Entre cet âge d’or supposé et les temps actuels, jugés, eux, passablement désenchantés, la récurrence de la comparaison est frappante. Tout se passe comme si les acteurs d’hier, ou leurs admirateurs, ne se consolaient pas d’une terrible perte. Celle de la ferveur. Rachid Fekkak, acteur, homme de théâtre et créateur, avec d’autres, en 1989, du Festival international de théâtre universitaire de Casablanca (Fituc), n’est pas tendre pour la production dramatique actuelle : « Le théâtre de Tayeb Saddiki (1), si novateur à ses débuts avec son formidable souffle populaire, a connu son heure de gloire dans les années 60. Le théâtre amateur, qui était une pépinière de talents, a été fortement censuré dans les années 1974 et 1975. Considéré comme un repaire de contestataires et de déviants, il a été sciemment étranglé. Aujourd’hui, malgré quelques bouffées d’oxygène, l’espace est envahi par un théâtre d’amuseurs, anecdotique, folklorique et populiste. »

Des tabous sont levés

Le constat ne varie pas pour ce qui touche aux intellectuels. « Je considère qu’il y a une nette régression par rapport aux années 70, confie, désabusé, Abderrahim Tourani, rédacteur en chef de la revue Milaffat attanmia. Les débats se sont raréfiés. Il n’y a plus de vraies revues culturelles. Les intellectuels sont devenus carriéristes.

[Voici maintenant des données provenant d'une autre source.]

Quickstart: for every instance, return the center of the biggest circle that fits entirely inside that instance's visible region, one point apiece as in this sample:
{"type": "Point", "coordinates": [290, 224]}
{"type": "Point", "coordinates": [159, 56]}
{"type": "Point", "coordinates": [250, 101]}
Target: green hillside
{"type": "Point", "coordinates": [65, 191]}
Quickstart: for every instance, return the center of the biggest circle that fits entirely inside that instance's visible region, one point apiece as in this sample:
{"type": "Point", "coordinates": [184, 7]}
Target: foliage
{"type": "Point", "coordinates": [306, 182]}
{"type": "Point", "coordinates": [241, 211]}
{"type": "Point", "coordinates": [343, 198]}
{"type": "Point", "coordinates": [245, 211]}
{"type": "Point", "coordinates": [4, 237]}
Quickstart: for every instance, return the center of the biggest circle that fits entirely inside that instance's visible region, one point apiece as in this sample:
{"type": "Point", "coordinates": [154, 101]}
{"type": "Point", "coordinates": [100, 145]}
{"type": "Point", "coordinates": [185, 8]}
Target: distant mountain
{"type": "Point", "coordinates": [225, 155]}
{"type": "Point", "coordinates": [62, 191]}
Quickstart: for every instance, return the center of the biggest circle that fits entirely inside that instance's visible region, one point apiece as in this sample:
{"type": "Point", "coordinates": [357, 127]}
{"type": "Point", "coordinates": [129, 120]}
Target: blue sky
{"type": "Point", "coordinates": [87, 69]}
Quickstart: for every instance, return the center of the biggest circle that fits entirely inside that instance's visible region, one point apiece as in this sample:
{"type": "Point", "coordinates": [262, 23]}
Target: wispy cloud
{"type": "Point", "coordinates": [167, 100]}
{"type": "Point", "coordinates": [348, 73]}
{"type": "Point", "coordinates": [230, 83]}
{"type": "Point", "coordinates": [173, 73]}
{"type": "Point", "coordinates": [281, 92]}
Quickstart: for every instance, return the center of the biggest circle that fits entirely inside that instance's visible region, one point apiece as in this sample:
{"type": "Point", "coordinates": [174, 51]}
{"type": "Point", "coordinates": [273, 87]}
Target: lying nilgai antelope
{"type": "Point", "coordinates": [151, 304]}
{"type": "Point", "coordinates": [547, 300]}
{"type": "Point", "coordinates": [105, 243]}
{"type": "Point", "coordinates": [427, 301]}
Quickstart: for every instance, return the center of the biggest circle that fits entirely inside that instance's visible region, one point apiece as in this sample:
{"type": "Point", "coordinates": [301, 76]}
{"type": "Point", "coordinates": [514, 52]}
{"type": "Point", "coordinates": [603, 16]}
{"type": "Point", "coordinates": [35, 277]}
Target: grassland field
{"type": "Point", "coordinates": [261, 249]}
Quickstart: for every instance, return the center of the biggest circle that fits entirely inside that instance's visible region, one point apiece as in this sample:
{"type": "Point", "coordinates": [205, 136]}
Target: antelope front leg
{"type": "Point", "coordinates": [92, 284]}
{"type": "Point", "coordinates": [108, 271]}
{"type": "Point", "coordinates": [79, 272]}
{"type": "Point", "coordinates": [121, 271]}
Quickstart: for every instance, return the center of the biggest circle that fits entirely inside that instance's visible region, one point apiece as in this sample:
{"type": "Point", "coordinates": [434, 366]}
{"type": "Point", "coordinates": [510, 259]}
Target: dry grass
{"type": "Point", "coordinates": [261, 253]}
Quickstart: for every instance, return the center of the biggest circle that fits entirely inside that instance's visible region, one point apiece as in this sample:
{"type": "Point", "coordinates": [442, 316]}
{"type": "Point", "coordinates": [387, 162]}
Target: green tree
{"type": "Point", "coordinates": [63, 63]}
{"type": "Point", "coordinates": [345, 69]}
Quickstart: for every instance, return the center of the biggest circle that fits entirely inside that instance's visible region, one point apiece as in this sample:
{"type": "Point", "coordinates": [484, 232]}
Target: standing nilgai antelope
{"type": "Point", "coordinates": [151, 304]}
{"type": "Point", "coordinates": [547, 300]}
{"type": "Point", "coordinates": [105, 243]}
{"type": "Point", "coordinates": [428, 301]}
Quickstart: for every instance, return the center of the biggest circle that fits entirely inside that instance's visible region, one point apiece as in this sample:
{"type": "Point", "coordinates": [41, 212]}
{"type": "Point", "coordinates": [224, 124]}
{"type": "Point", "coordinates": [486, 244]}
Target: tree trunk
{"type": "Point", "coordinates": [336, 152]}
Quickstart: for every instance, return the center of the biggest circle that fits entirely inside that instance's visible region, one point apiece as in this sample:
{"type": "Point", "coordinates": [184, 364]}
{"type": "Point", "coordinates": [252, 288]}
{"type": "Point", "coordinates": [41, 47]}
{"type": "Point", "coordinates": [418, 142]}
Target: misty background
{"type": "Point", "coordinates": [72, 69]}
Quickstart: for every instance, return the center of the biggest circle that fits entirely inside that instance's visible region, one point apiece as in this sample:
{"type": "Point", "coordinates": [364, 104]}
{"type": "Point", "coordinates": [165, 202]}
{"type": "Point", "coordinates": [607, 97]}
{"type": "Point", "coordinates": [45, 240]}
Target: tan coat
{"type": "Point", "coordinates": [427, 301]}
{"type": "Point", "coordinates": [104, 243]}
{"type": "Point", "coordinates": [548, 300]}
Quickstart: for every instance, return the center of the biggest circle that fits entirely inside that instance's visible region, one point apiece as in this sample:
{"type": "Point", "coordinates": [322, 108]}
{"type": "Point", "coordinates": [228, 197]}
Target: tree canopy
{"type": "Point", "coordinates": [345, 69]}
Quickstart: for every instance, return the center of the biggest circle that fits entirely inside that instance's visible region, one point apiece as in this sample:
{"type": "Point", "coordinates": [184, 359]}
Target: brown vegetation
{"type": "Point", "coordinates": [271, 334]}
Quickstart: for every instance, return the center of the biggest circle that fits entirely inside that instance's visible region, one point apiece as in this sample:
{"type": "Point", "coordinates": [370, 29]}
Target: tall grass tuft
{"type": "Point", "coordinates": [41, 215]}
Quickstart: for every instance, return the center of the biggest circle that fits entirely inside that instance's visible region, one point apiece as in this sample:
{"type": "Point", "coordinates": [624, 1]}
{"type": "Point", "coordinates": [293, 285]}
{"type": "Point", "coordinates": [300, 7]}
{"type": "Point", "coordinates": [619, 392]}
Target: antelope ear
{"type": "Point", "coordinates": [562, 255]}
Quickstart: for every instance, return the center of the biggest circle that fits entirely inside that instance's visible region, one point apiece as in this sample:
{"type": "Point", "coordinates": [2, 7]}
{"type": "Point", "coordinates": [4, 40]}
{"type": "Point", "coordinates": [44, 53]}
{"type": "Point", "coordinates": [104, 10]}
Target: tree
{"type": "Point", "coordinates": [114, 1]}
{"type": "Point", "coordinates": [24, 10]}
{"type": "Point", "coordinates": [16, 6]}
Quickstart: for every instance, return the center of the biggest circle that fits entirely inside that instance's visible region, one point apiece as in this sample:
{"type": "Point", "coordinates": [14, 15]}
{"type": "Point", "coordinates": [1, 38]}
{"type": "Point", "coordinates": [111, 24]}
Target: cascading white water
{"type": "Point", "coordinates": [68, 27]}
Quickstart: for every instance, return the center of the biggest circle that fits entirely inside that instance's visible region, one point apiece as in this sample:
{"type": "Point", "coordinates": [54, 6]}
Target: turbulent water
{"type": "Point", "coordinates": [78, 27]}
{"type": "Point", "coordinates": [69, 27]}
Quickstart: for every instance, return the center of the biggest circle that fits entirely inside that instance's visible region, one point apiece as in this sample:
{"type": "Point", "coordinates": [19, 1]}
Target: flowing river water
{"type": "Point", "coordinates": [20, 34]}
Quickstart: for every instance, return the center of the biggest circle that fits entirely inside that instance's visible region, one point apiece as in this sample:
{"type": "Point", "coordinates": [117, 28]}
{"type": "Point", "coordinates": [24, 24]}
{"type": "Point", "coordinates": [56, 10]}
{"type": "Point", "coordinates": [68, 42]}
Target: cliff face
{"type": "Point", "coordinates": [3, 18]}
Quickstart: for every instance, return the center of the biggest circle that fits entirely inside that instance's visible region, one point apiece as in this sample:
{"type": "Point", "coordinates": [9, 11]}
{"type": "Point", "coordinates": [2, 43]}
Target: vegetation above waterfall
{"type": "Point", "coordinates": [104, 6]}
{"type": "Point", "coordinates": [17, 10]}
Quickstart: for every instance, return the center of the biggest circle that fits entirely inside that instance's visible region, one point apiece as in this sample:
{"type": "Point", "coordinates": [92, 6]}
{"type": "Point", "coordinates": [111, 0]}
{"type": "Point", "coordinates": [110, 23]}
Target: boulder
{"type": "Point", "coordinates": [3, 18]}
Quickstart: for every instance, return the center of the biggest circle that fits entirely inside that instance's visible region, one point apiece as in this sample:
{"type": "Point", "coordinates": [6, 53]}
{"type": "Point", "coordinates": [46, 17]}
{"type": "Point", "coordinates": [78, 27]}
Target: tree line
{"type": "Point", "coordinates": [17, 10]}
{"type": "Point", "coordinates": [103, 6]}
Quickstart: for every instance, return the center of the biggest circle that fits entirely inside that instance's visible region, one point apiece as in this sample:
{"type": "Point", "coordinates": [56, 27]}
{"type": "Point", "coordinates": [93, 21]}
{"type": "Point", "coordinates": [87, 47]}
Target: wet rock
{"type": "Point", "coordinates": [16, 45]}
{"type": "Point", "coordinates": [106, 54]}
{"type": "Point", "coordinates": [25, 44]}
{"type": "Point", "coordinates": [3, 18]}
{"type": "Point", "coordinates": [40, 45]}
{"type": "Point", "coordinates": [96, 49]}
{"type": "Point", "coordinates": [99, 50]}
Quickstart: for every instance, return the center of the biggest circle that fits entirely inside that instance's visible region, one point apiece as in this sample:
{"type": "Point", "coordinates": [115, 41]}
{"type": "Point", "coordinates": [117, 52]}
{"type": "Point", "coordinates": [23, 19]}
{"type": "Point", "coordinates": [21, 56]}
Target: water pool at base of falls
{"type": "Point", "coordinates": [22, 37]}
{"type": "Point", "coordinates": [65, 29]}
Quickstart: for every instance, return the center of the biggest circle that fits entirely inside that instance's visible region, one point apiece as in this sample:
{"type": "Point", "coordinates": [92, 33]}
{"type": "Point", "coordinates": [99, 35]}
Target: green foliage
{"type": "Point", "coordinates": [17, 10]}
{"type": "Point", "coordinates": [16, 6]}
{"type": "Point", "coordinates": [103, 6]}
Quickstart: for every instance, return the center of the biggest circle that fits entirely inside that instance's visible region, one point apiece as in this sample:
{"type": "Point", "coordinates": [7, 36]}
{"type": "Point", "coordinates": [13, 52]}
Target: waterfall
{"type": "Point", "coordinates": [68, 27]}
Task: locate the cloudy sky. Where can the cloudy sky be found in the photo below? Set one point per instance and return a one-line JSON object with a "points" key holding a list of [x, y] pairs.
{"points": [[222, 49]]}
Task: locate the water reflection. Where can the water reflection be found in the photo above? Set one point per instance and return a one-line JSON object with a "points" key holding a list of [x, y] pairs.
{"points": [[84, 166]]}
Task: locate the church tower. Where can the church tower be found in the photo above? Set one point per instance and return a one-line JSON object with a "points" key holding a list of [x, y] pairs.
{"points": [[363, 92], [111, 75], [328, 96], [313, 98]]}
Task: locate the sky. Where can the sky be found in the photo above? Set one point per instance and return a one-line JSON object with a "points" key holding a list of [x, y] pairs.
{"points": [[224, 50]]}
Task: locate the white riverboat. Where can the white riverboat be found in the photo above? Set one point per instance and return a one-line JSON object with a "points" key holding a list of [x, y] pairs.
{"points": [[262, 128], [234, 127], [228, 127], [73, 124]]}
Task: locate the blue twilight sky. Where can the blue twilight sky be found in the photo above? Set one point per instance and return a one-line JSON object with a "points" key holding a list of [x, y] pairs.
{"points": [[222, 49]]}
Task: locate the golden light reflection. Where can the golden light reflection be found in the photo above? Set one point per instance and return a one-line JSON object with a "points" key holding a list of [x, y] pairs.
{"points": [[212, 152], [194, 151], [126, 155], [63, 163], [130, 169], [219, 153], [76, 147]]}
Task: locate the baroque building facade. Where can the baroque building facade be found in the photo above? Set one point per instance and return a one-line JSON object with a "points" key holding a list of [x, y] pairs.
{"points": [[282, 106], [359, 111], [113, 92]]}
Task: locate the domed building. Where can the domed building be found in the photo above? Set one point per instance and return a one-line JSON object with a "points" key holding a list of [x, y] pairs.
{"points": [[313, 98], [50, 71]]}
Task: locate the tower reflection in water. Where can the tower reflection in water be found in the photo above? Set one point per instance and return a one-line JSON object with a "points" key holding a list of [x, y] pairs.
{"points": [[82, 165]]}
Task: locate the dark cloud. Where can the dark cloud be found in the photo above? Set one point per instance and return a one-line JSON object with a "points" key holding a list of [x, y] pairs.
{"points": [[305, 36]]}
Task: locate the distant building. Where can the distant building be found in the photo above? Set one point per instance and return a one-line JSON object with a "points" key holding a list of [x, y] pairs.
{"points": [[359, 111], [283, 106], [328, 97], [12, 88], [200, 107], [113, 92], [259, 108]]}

L’écart entre eux et la société est énorme. Quand des intellectuels se rencontrent, c’est pour boire, raconter des blagues (taqchâb) et médire (namima) de leurs confrères. »

Constats de nostalgiques ? Charges malveillantes d’irréductibles ? De gauchistes inconsolables ? Le triomphe du libéralisme et la dureté des temps auraient-ils détourné les artistes et les intellectuels des activités « dange reuses » et « inutiles » ? Et consacré à la fois l’obsolescence du dire poétique et la vanité des oeuvres engagées ? L’explication serait trop courte. Autres temps, autres moeurs culturelles ? Certes. En effet, la culture n’est plus qu’exceptionnellement investie par des chercheurs de vérité désireux de changer le monde, ou par des poètes habités par le goût de l’absolu. Elle est désormais un espace banalisé où des hommes et des femmes s’efforcent de faire modestement oeuvre de création. Mais cette forme d’assagissement des créateurs par le marché est-elle innocente ? Est-elle un simple trait de l’époque, une sorte de fatalité de la mondialisation exonérant par avance tous les créateurs du devoir de montrer la voie de l’avenir ?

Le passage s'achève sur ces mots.